Sterling traders court peril counting on 11th-hour Brexit breakthrough
UK currency could hit floor if central banks sell off predicted £100bn over EU crash-out
A trader at CMC Markets in London: financial markets are being subjected to a daily barrage of mixed Brexit headlines. Photograph: Henry Nicholls/Reuters
Currency traders in London, preparing for an all-nighter on Tuesday as Theresa May’s EU withdrawal agreement was supposed to come before the UK parliament, were able to pack away their sleeping bags and cancel office pizza orders when the embattled prime minister delayed the vote, knowing she hadn’t a chance of pushing it through.
With the odds a no-deal Brexit tightening as May staggers next week into the final 100 days before the clock strikes midnight on March 29th, the divorce date, traders should make sure their plans over the coming months can be cancelled at short notice.
Remarkably, sterling, having slumped from 76.6p against the euro immediately before the Brexit referendum in June 2016 to as low as 92.6p in August last year, has traded during the course of 2018 in a relatively tight band of a few pence either side of 88p. That’s despite financial markets being subjected to a daily barrage of mixed Brexit headlines.
Of course, euro/sterling is not the best gauge. The single currency has had its own issues of late, including a standoff between Rome and Brussels over Italy’s budget and, just this week, a warning from the European Central Bank president Mario Draghi that risks to the euro-zone economy are “moving to the downside”.
Sterling’s move against the dollar has been more pronounced, falling almost 13 per cent over the past nine months to a 20-month low of $1.2487 this week.
But that doesn’t even begin to price in the prospect of a disorderly Brexit.
Economists at Bank of America Merrill Lynch have estimated that central banks alone, holding sterling as part of their foreign reserves, could dump £100 billion of the currency should the UK crash out of the EU.
The Bank of England predicted a few weeks ago that the pound could fall 25 per cent in such a scenario. It’s the kind of move you’d typically only expect to see in emerging markets, which would push sterling through parity with the dollar for the first time.

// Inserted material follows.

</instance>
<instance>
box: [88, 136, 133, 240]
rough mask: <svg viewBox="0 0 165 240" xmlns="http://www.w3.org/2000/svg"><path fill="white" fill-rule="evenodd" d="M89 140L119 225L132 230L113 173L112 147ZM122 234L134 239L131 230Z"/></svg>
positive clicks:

While many commentators compare such an event to “Black Wednesday” in 1992, when sterling plummeted as Britain was forced to pull out of the European Exchange Rate Mechanism, the difference is that the pound started off in the early 1990s from a position where it was widely acknowledged to be chronically overvalued.
Buttressing sterling at the moment – even as EU leaders rejected on Thursday evening May’s plea to put a time limit on the Northern Ireland backstop – is lingering chatter in Westminster and the City of London that a likely violent market reaction as the UK moves close to the cliff edge will force MPs to see the light and wave through the withdrawal agreement.
This is known as the “Tarp scenario”. It’s a reference to former US president George W Bush’s $700 billion bank bailout plan, the “troubled asset relief programme”, that was initially rejected by Congress weeks after the collapse of Lehman Brothers in September 2008. The financial markets chaos that ensured on Wall Street prompted lawmakers to back the plan on a second attempt.
There are a few problems with this theory, however, including the fact that every time sterling sells off against the dollar, it tends to boost London’s FTSE 100, given how the index is dominated by dollar-earning exporters.
But the biggest issue, however, is that as long as sterling traders cling on to the hope that the Tarp scenario will play out, the less likely it is that it will happen – until, perhaps, it is too late.
Has Elliott gatecrashed wrong drinks party?
Few things strike terror in the hearts of corporate boardrooms as much as a sign that billionaire hedge fund manager Paul Singer’s Elliott Management is building up a stake in a company. Investors, however, tend to take a different view.
Shares in French drinks giant Pernod Ricard, which acquired the Jameson Whiskey brand 30 years ago when it bought Irish Distillers, soared almost 6 per cent on Wednesday when Elliott disclosed that it owns more than 2.5 per cent of the company – days after it emerged that the fund manager had accumulated an interest in German drugmaker Bayer and was pressing for a break-up of the group.
At Pernod, Elliott is looking for “operational and governance improvements” and an increase in its profit margin to that of rival Diageo, owner of Guinness.
It’s all got Deutsche Bank analyst Andrea Pistacchi scratching his head, given that Pernod’s stock is close to all-time highs, and trading on “relatively high” earnings multiples, having outperformed Diageo over the past 12 months.
“Moreover, management has brought some change in the past few years, simplifying the organisation, reducing costs (to some extent) and the group’s operational performance is as strong as it has been in a long time,” he said.
Has Elliott gatecrashed the wrong drinks party?